Hajj and Umrah Fact Sheet
Hajj is an annual religious pilgrimage to Mecca undertaken each year by 2-3 million people. The approximate dates for the 2017 Hajj are August 30 to September 4. Umrah is a pilgrimage that can be completed at any time of the year.
MERS Coronavirus Advisory
The Middle East Respiratory Syndrome Coronavirus (MERS-CoV) continues to pose risks in Saudi Arabia. The Saudi government recommends that the following travelers postpone undertaking pilgrimages:
- Pregnant women
- Those with chronic health issues, such as heart, kidney, diabetes, cancer, or respiratory diseases
- Those with congenital or acquired immunodeficiency disorders
See the Saudi Ministry of Health website and the U.S. Centers for Disease Control and Prevention (CDC) website for additional information on MERS-CoV.
Planning ahead for Hajj and Umrah is essential. Please review the following information and links for more details concerning:
- Pilgrimage Travel Requirements
- Hiring Reputable Tour Operators
- Visa Information
- Female Pilgrims
- Transportation at the Airport and Between Ritual Sites
- Transport of Agricultural Items and Zamzam Water
- Safety and Emergency Information
- Contact Information for Hajj and Umrah Authorities
- Emergency Contact Information for U.S. Citizens
- Consular Services for U.S. Citizens
For pilgrimage, you must have:
- A vaccination certificate prepared for inspection by Saudi authorities at the port of entry. Current vaccination requirements are available from the website of the Saudi Ministry of Health.
- The Saudi identification card and wristband issued by your Hajj travel agent. Keep them with you at all times.
- Valid permit to perform Hajj. The Saudi government enforces strict penalties (fines, detention, and travel bans) on people who perform Hajj without this permit.
- Hajj and Umrah travel plans must be made through a Saudi government-approved travel agent. This is how you obtain entry, accommodation, and transportation in Saudi Arabia. For a list of approved travel agencies, see the Royal Embassy of Saudi Arabia website and the Saudi Hajj Ministry website.
Please select a reputable, approved travel agent and ensure that you are guaranteed accommodations and transportation, in addition to an entry visa.
Failure to obtain a permit or use an approved travel agent can result in:
- Immediate deportation
- Large fines
- Ban on future travel to Saudi Arabia
Do not travel to Saudi Arabia without having made lodging and transportation arrangements in advance.
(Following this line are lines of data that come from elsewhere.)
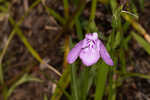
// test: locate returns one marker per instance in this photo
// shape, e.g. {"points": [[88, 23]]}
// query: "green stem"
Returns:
{"points": [[93, 10]]}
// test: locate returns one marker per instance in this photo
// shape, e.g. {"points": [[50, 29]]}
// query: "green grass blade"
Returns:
{"points": [[56, 15], [142, 42]]}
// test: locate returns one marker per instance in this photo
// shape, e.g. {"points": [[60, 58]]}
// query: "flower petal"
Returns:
{"points": [[74, 53], [89, 56], [104, 54]]}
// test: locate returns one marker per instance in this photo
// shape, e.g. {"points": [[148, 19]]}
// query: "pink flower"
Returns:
{"points": [[90, 49]]}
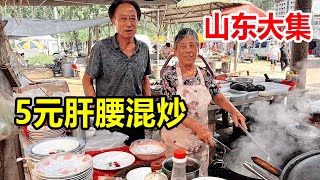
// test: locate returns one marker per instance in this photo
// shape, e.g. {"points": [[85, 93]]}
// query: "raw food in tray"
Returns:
{"points": [[246, 86]]}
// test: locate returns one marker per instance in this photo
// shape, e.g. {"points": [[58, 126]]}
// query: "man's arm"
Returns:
{"points": [[161, 53], [225, 104], [87, 83], [146, 91]]}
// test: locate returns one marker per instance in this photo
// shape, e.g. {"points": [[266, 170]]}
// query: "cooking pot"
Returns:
{"points": [[304, 166], [192, 164], [305, 135]]}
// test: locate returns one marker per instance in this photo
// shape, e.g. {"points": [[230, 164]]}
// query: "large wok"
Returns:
{"points": [[305, 166]]}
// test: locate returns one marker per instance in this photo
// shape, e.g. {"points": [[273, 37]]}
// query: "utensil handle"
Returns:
{"points": [[267, 166], [254, 171], [223, 145]]}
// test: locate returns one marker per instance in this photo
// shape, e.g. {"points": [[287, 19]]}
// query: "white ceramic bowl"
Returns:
{"points": [[91, 132]]}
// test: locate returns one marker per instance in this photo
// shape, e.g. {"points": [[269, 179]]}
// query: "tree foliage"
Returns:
{"points": [[145, 26], [263, 4]]}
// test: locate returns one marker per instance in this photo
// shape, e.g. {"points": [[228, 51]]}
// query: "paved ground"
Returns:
{"points": [[257, 68]]}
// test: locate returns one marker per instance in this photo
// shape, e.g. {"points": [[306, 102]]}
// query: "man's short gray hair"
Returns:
{"points": [[184, 33]]}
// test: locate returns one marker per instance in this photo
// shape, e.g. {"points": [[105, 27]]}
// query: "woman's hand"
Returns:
{"points": [[205, 135], [236, 117]]}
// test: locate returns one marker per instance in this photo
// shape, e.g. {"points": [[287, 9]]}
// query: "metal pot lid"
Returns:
{"points": [[233, 160], [303, 131], [305, 166]]}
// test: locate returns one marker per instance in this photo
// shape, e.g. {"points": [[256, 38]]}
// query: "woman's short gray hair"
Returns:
{"points": [[184, 33]]}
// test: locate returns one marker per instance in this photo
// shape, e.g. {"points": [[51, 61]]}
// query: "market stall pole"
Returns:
{"points": [[299, 55], [9, 148]]}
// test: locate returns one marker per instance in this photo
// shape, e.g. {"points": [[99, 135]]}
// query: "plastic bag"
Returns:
{"points": [[7, 126], [104, 139]]}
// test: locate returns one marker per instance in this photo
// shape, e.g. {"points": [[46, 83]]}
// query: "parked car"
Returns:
{"points": [[247, 54], [261, 49]]}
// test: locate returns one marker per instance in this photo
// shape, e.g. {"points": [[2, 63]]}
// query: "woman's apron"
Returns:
{"points": [[197, 98]]}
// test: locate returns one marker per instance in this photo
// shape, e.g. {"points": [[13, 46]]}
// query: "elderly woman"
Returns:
{"points": [[197, 88]]}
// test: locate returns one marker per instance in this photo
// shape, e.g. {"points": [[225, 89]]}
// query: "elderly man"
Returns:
{"points": [[120, 64]]}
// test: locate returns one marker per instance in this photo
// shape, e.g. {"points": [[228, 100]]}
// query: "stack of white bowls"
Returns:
{"points": [[44, 133], [60, 145], [64, 166]]}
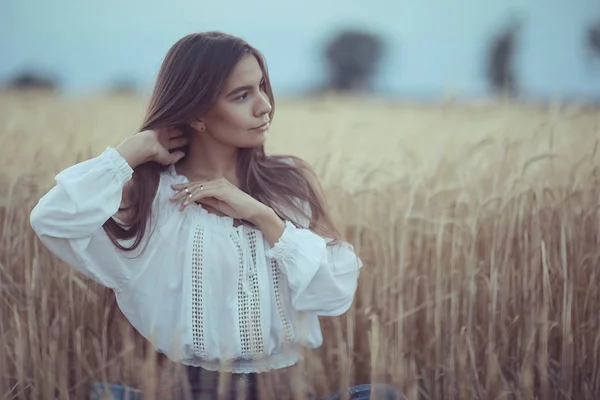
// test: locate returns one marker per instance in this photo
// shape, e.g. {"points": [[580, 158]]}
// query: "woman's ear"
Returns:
{"points": [[198, 125]]}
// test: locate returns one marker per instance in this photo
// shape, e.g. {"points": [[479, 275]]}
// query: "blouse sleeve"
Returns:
{"points": [[322, 278], [69, 218]]}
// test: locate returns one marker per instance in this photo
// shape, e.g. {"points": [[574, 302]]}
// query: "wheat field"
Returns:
{"points": [[478, 226]]}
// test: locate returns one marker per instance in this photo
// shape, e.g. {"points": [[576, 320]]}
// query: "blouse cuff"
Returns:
{"points": [[285, 244]]}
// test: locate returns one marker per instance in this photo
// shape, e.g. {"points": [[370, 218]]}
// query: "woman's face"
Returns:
{"points": [[240, 116]]}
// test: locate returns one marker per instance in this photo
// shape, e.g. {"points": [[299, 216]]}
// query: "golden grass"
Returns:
{"points": [[478, 227]]}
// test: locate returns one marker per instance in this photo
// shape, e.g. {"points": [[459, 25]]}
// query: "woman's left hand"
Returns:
{"points": [[221, 195]]}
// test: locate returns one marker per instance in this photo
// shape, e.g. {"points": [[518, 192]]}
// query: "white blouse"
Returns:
{"points": [[202, 291]]}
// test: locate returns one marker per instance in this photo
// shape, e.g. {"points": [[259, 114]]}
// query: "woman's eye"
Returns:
{"points": [[242, 97]]}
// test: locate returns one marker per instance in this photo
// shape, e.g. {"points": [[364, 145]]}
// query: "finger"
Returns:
{"points": [[191, 188], [176, 156], [189, 185], [198, 195]]}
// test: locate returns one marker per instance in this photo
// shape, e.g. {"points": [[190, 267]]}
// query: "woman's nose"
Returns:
{"points": [[264, 105]]}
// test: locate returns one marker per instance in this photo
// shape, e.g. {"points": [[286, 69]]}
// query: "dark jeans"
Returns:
{"points": [[204, 385]]}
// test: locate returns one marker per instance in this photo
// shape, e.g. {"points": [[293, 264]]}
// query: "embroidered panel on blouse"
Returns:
{"points": [[197, 292]]}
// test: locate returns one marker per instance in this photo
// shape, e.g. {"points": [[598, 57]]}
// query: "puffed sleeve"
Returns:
{"points": [[68, 219], [322, 279]]}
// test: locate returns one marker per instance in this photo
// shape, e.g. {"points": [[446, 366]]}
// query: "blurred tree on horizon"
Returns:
{"points": [[500, 60], [29, 80], [353, 57]]}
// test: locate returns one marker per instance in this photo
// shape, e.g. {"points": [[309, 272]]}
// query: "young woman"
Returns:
{"points": [[222, 256]]}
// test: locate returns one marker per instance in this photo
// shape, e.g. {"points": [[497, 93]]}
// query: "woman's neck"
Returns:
{"points": [[208, 159]]}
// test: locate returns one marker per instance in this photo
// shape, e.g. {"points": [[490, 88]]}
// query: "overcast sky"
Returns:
{"points": [[434, 45]]}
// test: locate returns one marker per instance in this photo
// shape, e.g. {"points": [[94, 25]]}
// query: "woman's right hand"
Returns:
{"points": [[153, 145]]}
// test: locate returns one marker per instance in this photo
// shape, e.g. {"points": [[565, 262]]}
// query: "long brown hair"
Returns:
{"points": [[188, 84]]}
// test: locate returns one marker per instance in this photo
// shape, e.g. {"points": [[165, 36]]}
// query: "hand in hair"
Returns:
{"points": [[153, 145]]}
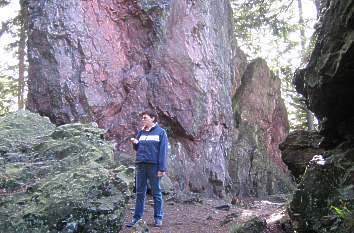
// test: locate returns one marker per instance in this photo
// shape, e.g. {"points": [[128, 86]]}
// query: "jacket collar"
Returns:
{"points": [[153, 127]]}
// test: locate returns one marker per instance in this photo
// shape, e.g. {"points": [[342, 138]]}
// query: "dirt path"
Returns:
{"points": [[204, 217]]}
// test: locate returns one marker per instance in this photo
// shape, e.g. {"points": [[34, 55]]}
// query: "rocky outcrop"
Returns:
{"points": [[106, 61], [298, 150], [327, 82], [324, 199], [261, 122], [59, 179]]}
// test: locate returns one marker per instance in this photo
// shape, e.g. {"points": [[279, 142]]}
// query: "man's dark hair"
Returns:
{"points": [[151, 114]]}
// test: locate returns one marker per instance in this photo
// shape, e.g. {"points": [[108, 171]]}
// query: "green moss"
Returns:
{"points": [[70, 175]]}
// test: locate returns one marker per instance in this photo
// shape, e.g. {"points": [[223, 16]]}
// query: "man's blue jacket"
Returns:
{"points": [[152, 147]]}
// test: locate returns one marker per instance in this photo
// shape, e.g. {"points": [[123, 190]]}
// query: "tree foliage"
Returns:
{"points": [[12, 77], [274, 30]]}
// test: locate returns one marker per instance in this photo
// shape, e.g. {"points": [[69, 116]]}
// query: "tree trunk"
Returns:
{"points": [[309, 115], [318, 7], [21, 58]]}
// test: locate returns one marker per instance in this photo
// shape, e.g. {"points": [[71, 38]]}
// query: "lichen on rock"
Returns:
{"points": [[63, 179]]}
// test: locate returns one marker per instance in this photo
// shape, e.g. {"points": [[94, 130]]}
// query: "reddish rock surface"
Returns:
{"points": [[299, 148], [106, 61], [256, 166]]}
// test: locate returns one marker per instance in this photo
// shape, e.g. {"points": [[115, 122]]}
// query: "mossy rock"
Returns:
{"points": [[324, 200], [68, 181], [254, 225]]}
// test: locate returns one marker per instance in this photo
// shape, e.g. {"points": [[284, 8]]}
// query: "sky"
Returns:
{"points": [[7, 13], [269, 52]]}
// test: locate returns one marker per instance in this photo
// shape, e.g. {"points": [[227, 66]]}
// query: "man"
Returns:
{"points": [[151, 164]]}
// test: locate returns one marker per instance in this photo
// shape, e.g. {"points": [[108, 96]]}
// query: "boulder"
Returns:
{"points": [[254, 225], [299, 148], [324, 200], [255, 167], [63, 180], [326, 82]]}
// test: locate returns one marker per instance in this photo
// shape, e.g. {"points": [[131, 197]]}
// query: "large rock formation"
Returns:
{"points": [[106, 61], [324, 200], [298, 150], [261, 121], [327, 82], [59, 179]]}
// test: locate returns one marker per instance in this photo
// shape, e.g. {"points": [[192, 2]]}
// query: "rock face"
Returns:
{"points": [[327, 82], [324, 200], [59, 179], [299, 148], [107, 61], [261, 121]]}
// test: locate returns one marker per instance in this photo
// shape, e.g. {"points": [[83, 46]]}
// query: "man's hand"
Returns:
{"points": [[161, 174], [134, 140]]}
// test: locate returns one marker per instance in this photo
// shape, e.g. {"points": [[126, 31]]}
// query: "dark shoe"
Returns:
{"points": [[158, 223], [132, 223]]}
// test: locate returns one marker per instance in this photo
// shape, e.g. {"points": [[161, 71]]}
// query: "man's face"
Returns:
{"points": [[147, 120]]}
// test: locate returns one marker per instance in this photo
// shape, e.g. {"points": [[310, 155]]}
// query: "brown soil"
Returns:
{"points": [[203, 217]]}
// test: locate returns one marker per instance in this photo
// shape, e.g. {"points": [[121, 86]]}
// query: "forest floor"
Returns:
{"points": [[212, 216]]}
You may face difficulties with Saudi immigration and have trouble finding available services once you have arrived.
The U.S. Embassy in Riyadh and Consulates General in Jeddah and Dhahran cannot assist in arranging travel permissions within Saudi Arabia or resolving immigration violations.
U.S. citizens who reside in Saudi Arabia must travel with Saudi-government-approved sponsor groups to perform Hajj. Foreign Muslim residents of Saudi Arabia may perform the Hajj once every five years. Advance approval must be obtained from an immigration office and with the approval of their Saudi sponsor.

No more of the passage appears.